INFLUENCE OF SANIDINE STRUCTURE ON TRACE-ELEMENT PARTITIONING

Trace-element partition coefficients for Rb, Sr, Ba, and REE are influenced by both composition and structure of sanidine. In particular, lattice strain created during substitution appears helpful in understanding why ions have different partitioning behavior. This study selected sanidines from peraluminous, metaluminous, and peralkalic volcanic systems to evaluate correlations between elemental ionic radii and partition coefficients. Partition coefficients for studied systems are plotted against ionic radii of eight-fold coordination -- Onuma diagram -- show systematized variations as functions of ionic radii. Monovalent cations show single peak curves with the highest partitioning near K; divalent cations show similar pattern and peak close to Ba; and trivalent cations show decreasing patterns from La to Yb and peak at La.
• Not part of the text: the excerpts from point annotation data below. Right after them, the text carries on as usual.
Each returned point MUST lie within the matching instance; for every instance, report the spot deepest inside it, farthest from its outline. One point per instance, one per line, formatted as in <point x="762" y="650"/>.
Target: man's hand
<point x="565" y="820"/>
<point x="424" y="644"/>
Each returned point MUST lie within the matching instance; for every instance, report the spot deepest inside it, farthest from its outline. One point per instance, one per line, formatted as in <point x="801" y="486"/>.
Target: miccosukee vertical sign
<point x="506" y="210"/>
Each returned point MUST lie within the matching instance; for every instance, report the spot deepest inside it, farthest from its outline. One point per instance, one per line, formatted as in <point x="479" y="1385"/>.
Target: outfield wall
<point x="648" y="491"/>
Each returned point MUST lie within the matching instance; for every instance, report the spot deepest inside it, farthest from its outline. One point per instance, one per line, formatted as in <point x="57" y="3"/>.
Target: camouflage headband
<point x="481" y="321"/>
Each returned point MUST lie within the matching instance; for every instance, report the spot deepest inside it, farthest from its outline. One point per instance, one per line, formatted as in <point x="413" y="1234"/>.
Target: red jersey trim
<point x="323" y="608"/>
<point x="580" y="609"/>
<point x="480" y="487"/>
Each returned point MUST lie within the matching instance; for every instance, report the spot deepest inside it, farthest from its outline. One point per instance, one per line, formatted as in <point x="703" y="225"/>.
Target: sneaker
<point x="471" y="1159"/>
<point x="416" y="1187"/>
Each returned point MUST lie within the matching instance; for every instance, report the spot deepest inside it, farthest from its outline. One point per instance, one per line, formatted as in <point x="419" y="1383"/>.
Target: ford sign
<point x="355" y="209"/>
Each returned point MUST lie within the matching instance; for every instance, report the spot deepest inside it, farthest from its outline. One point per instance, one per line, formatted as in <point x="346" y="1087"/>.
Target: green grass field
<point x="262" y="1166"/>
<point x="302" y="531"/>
For all elements in the study, Ba has the highest partition coefficients. For both +1 and +2 charged cations, the parabolas clearly define a single peak around 1.4 Å.

The peak position of the partition coefficient curve for alkali feldspar was formerly believed to be a function of Or content. Cations with radii best fitting the M site should cause the least lattice strain and should therefore have higher partition coefficients. Cations with radii greater or smaller than the site will cause increased lattice strain and have lower partition coefficients. The M site sizes for sanidines of this study are more similar to the radius of divalent Ba than monovalent K (VIII-fold ionic radii are 1.42Å for Ba2+ and 1.51Å for K+). Therefore, the occupation of alkali feldspar M position by Ba causes less strain and thus, barium has a larger partition coefficient than K.